13 Pengguna Telepon Kabel di Kota Makassar. Secara substansi penelitian ini bertujuan untuk memahami bagaimana penerapan klausula eksonerasi dalam perjanjian telekomunikasi tersebut serta bagaimana perlindungan hukum terhadap konsumen dalam perjanjian jasa telekomunikasi
yang menitik beratkan pada
sudut pandang Undang-Undang No 8 Tahun 1999 Tentang Perlindungan Konsumen. Meskipun demikian berdasarkan survey penulis, bahwa sebelumnya telah ada penelitian yang meneliti tentang perjanjian telekomunikasi tersebut yaitu Aspek Hukum Sewa MenyewaTelepon antara pelanggan dengan PT. (Persero) Telekomunikasi Indonesia yang diteliti oleh Sirajuddin Saleh pada tahun 1995 dalam bentuk Tesis di Fakultas Hukum Universitas Hasanuddin Makassar. Dalam penelitian tersebut secara substansi pembahasan lebih menekankan pada bentuk perjanjian antara pelanggan telepon dengan PT.Telkom serta sistem pelayanan operasional, dan proses penyelesaian sengketa tunggakan pembayaran yang dilakukan oleh pelanggan. Dari uraian di atas maka menurut penulis, penelitian yang dilakukan oleh peneliti sebelumnya (Sirajuddin Saleh) tersebut berbeda dengan penelitian ini. Perbedaan tersebut dapat terlihat pada substansi rumusan masalah, dimana pada penelitian sebelumnya penekanan kajian lebih pada bentuk serta proses penyelesaian apabila terjadi sengketa tunggakan pembayaran oleh pelanggan dan pada perjanjian tersebut, sedangkan pada penelitian ini penulis lebih mengkaji perjanjian baku yang mengandung klausula eksonerasi pada pelaksanaannya serta perlindungan konsumen pada perjanjian tersebut dengan merujuk pada UUPK,
14 sehingga dengan demikian menurut hemat penulis bahwa penelitian ini tetap relevan dan dapat dipertanggung jawabkan keasliannya. D. Faedah Penelitian Penelitian ini diharapkan dapat memberi manfaat dan masukan sebagai berikut: a. Hasil penelitian ini diharapkan menjadi masukan dalam rangka meningkatkan kesadaran, pemahaman konsumen selaku pelanggan terhadap makna klausula eksonerasi dalam Kontrak Berlangganan Sambungan Tekekomunikasi (KBST) telepon kabel perorangan, sehingga dengan demikian pelanggan dapat memahami akibat yang timbul berkenaan dengan klausula eksonerasi tersebut. b. Hasil penelitian ini juga diharapkan dapat memberikan kontribusi bagi PT. Telkom untuk lebih mengedepankan aspek perlindungan hukum terhadap konsumen sebagai pelanggan dalam ketentuan-ketentuan Kontrak Berlangganan Sambungan Telekomunikasi (KBST) telepon kabel perorangan sebagai bagian dari upaya pemenuhan hak-hak konsumen sesuai amanat UUPK. E. Tujuan Penelitian Adapun tujuan penelitian yang hendak dicapai adalah sebagai berikut: a. Guna mengetahui dan menganalisis Penerapan klausula eksonerasi dalam
Perjanjian Jasa Telekomunikasi Antara PT. Telkom (Persero)

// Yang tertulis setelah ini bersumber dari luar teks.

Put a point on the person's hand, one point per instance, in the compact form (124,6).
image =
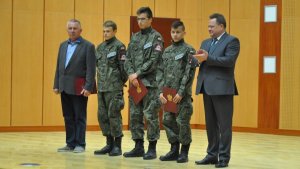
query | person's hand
(85,93)
(132,77)
(135,83)
(56,91)
(162,98)
(177,98)
(201,56)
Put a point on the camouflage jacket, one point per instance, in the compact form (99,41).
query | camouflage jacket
(144,52)
(175,69)
(110,57)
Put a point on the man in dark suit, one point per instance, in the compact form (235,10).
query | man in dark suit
(217,57)
(75,69)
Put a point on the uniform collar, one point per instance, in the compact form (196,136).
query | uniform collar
(147,30)
(178,43)
(110,40)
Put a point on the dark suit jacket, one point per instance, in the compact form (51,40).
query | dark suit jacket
(81,65)
(217,72)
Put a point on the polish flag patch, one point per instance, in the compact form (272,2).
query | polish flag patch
(158,48)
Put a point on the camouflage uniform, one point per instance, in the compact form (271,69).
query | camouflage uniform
(111,78)
(142,57)
(175,71)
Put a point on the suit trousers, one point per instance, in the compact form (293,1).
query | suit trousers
(74,111)
(218,118)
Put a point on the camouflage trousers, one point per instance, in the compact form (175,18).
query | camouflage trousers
(177,126)
(110,105)
(147,108)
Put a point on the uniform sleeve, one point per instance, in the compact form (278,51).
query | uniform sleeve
(230,55)
(121,59)
(128,65)
(90,68)
(160,73)
(184,84)
(151,64)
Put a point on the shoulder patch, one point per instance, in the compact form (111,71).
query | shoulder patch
(147,45)
(111,54)
(158,47)
(179,56)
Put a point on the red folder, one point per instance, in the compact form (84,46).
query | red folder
(79,84)
(169,94)
(138,93)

Cabang Makassar sebagai pihak penyedia dan penyelenggara jasa telekomunikasi dengan pelanggan sebagai pengguna telepon kabel perorangan di Kota Makassar.
15 b. Untuk mengetahui dan menganalisis upaya perlindungan hukum terhadap konsumen di dalam perjanjian jasa telekomunikasi antara PT. Telkom (Persero) cabang Makassar sebagai pihak penyedia dan penyelenggara jasa telekomunikasi dengan pelanggan sebagai konsumen pengguna telepon kabel perorangan di Kota Makassar.